Hi, I have to thank the developers of this software, It has been really helpful, but I have this problem trying to do a Taxonomy classification and taxonomic analyses using the Naive Bayes classifiers trained on Silva 132 99% OTUs full-length sequences.

I tried this command line
qiime feature-classifier classify-sklearn
--i-classifier silva-132-99-nb-classifier.qza
--i-reads rep-seqs.qza
--o-classification taxonomy2.qza

And this is the error located in the log file:

Traceback (most recent call last):
File "/home/fagolab/anaconda2/envs/qiime2-2018.8/lib/python3.5/site-packages/q2cli/commands.py", line 274, in call
results = action(**arguments)
File "", line 2, in classify_sklearn
File "/home/fagolab/anaconda2/envs/qiime2-2018.8/lib/python3.5/site-packages/qiime2/sdk/action.py", line 225, in bound_callable
spec.view_type, recorder)
File "/home/fagolab/anaconda2/envs/qiime2-2018.8/lib/python3.5/site-packages/qiime2/sdk/result.py", line 266, in _view
result = transformation(self._archiver.data_dir)
File "/home/fagolab/anaconda2/envs/qiime2-2018.8/lib/python3.5/site-packages/qiime2/core/transform.py", line 70, in transformation
new_view = transformer(view)
File "/home/fagolab/anaconda2/envs/qiime2-2018.8/lib/python3.5/site-packages/q2_feature_classifier/_taxonomic_classifier.py", line 72, in _1
pipeline = joblib.load(os.path.join(dirname, 'sklearn_pipeline.pkl'))
File "/home/fagolab/anaconda2/envs/qiime2-2018.8/lib/python3.5/site-packages/sklearn/externals/joblib/numpy_pickle.py", line 578, in load
obj = _unpickle(fobj, filename, mmap_mode)
File "/home/fagolab/anaconda2/envs/qiime2-2018.8/lib/python3.5/site-packages/sklearn/externals/joblib/numpy_pickle.py", line 508, in _unpickle
obj = unpickler.load()
File "/home/fagolab/anaconda2/envs/qiime2-2018.8/lib/python3.5/pickle.py", line 1043, in load
dispatchkey[0]
File "/home/fagolab/anaconda2/envs/qiime2-2018.8/lib/python3.5/site-packages/sklearn/externals/joblib/numpy_pickle.py", line 341, in load_build
self.stack.append(array_wrapper.read(self))
File "/home/fagolab/anaconda2/envs/qiime2-2018.8/lib/python3.5/site-packages/sklearn/externals/joblib/numpy_pickle.py", line 184, in read
array = self.read_array(unpickler)
File "/home/fagolab/anaconda2/envs/qiime2-2018.8/lib/python3.5/site-packages/sklearn/externals/joblib/numpy_pickle.py", line 130, in read_array
array = unpickler.np.empty(count, dtype=self.dtype)
MemoryError

I did not have this problem using the Naive Bayes classifiers trained on Greengenes 13_8 99% OTUs from 515F/806R region of sequences.

Did I just run out of memory for this analysis?
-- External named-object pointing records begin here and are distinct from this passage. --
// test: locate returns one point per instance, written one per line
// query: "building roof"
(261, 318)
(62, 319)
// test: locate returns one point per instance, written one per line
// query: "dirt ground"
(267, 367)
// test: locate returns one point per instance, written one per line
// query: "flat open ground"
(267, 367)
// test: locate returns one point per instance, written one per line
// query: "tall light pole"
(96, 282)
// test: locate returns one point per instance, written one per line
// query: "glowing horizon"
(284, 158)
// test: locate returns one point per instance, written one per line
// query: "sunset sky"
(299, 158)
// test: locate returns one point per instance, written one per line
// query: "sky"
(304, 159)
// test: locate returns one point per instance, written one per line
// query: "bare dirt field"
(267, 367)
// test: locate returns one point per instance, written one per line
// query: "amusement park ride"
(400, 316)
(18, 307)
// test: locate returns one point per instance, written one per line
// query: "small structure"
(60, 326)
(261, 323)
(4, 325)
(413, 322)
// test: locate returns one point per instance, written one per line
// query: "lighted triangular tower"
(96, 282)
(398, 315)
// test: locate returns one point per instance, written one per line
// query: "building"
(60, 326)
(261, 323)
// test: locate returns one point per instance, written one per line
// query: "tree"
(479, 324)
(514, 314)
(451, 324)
If that is the case I read in other topics that you can reduce the number of "jobs" or "reads per batch", Do you think that I can do this analysis with a computer with 4 Gb of RAM?
Thank you in advance.

ebolyen · October 26, 2018, 1:18am

Welcome @Daniel_Tichy,

Yep!

By default, this step runs only a single job (you have to ask for more if you want more), but you can tune the reads-per-batch to something very low (like a few thousand, the default is 500k). Keep in mind that 4Gb just isn't very much to work with, so it could take a very long time (if you're able to do with without a MemoryError at all). Silva definitely requires more memory than Greengenes in general, so this is pretty typical to see

Hopefully that helps, good luck!

Daniel_Tichy · October 26, 2018, 2:07am

Thanks Evan, Thats what I tought, time to ask for a better machine to my boss, I have to do like 200 of these analysis hahahaha.

system · November 26, 2018, 8:07am

This topic was automatically closed 31 days after the last reply. New replies are no longer allowed.